The end of the road comes for a figure in a recruiting scandal that refuses to die

When rookie free agent Albert Means was cut by the Houston Texans last month, it likely signaled the end of his unremarkable football career. Once the most promising high school defensive lineman in the country, he’ll be remembered for being at the heart of a recruiting scandal that left one booster headed to prison, two schools on probation and several coaches’ careers in disarray.

Means decided to attend Alabama in 2000 after Crimson Tide booster Logan Young gave $150,000 to Lynn Lang, Means’s coach at Trezevant High in Memphis. Lang had become a father figure to Means–he says he often helped with the groceries and bills–and convinced recruiters that he had enough influence over the teenager to steer him to any school. The payoff came to light when a Lang assistant who hadn’t received a promised share of the money spilled the story to the Memphis Commercial Appeal. Since Lang worked for a public school, Young, 64, a millionaire businessman whose passion for Alabama football reportedly led him to brag about how many Alabama players he had “purchased,” was charged with felony bribery of a public official.

Young, who was defended by Watergate special prosecutor Jim Neal, was found guilty in February, and on Monday U.S. district court judge Daniel Breen sentenced him to six months in prison. (Lang, after losing his job at Trezevant, pleaded guilty to a federal racketeering charge in November 2002 and was given probation; he now lives in Michigan, where he is unemployed.)

But Young’s sentencing won’t bring closure to the case. Former Alabama assistant coaches Ivy Williams and Ronnie Cottrell have sued the NCAA for defamation, claiming they can’t find suitable work since being implicated in the scandal.
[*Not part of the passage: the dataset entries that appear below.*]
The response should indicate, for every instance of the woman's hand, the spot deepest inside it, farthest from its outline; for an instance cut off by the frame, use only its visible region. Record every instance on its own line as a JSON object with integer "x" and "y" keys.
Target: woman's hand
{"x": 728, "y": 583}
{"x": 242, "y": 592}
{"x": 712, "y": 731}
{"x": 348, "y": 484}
And former Kentucky assistant Claude Bassett, who allegedly offered Lang cash to entice Means to become a Wildcat, has sued the NCAA, claiming sanctions against him have kept him out of the college coaching ranks. ( Alabama was placed on five years’ probation, and Kentucky got three years, for a variety of infractions, including some related to Means.)

While legal battles continue, there is still the question of how routine the selling of high school stars is. At Young’s trial, Lang, the prosecution’s star witness, alleged that several schools promised him cash, jobs and cars in exchange for delivering Means. But the full story remains to be told. Patten Brown, the federal public defender who represented Lang, says he was shocked when his client told him the extent of the offers. “I’ve been an SEC football fan all my life, and I’ve heard rumors of these things,” says Brown. “But this was amazing. The more I listened, the more convinced I became that this was a lot more common than it is not.” Young, who is appealing his conviction, hasn’t spoken publicly but indicated to SI that he would like to tell his story once his case is resolved.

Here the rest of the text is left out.